Good to see strings getting some love!
I recall it being somewhat frustrating to treat them as sequences a while back.
I think quite a few Lisps treat them as a vector of chars so anything that works on a vector will work on a string.
Clojure does a better job at blurring the lines between list and vector such that any sequence function will work on either. It’s good to have some new flexibility with your additions though!

I recall a time with ye olde Lysps where you could only explode symbol names into chars, modify those, and implode them back into symbols. Now THAT was crufty. (But as a side effect, you had the entire language backing working with strings as they became a list).


uLisp 4.4 released today
#2

I thought about using a vector of characters as the string representation, but that would have been a much less efficient way of representing strings. For example, on a 32-bit platform:

(defvar a '(#\a #\b #\r #\a #\c #\a #\d #\a #\b #\r #\a))

takes 100 bytes, but:

(defvar b "abracadabra")

takes 28 bytes.

I too remember using an old Lisp that had EXPLODE to turn a symbol/string into a list of characters, and IMPLODE to convert them back to a symbol.
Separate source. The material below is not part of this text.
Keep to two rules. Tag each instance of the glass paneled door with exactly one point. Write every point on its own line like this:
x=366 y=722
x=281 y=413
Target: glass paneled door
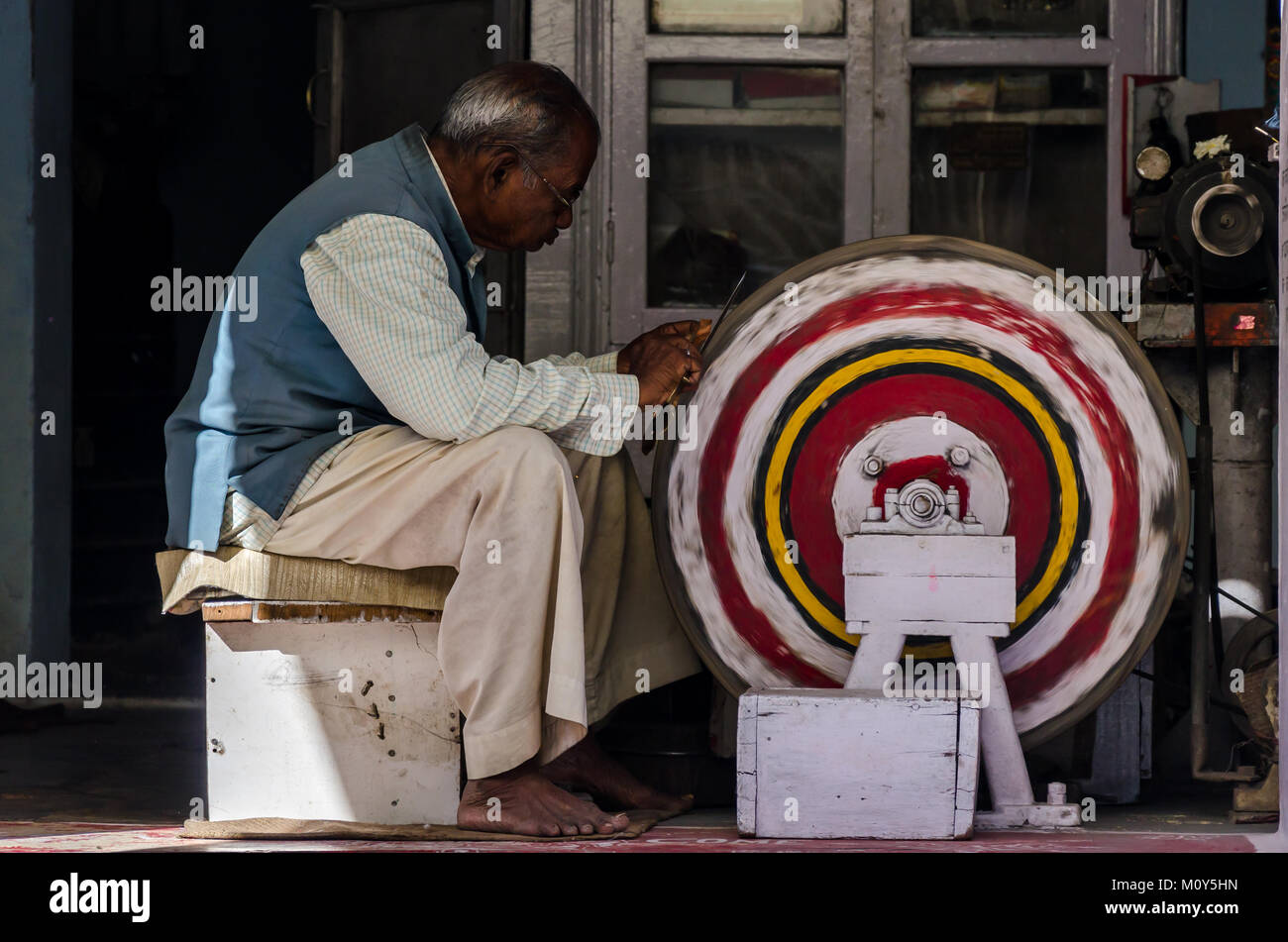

They’re not standard Common Lisp so I haven’t implemented them in uLisp, but you could write them as:

(defun explode (str)
  (if (zerop (length str)) nil
    (cons (char str 0) (explode (subseq str 1)))))

(defun implode (lst)
  (if (null lst) ""
    (concatenate 'string (string (car lst)) (implode (cdr lst)))))

For example:

> (explode "kitten")
(#\k #\i #\t #\t #\e #\n)

> (implode '(#\k #\i #\t #\t #\e #\n))
"kitten"

#3

Okay that’s a very good approach! Essentially with those two we get all of the List editing functions applicable to strings. Thanks for the trick. For very long strings it might be good to have an optional buffer that you save the intermediate result into as a parameter so you can do TCE. Otherwise it seems that cons and concatenate have to expand everything before they can finally do their job.


#4

What’s TCE?


#5

Tail call elimination.
I think you have it in uLisp, essentially it makes the compiler turn a recursion into a loop so you can go on forever without blowing the stack. The prerequisite (usually) is that there is nothing more to be done in the recursion before the next round. So there are no computations being accumulated from recursion cycle to recursion cycle.

Below you can see that I’m consing up a temporary list in the buffer and passing that on so cons can do it’s job immediately. In Lisps that support tail call elimination this can handle huge lists without blowing the stack. Each iteration around leaves no additional computations to be done and so the compiler can optimize.

(defun safe-reverse (list &optional buffer)
  (if (null list)
      buffer
      (safe-reverse (cdr list)
                    (cons (car list) buffer))))

Now, if you just wanted the normal order back you’d (reverse buffer) at the very end. :)
And the whole thing becomes a generic looping construct. I didn’t have uLisp handy as I’m at work so I’m not sure if a different approach would have to be done… So, long story short, I’m happy to have the full power processing text as lists.


#6

Oh yes, I call it Tail-call optimization.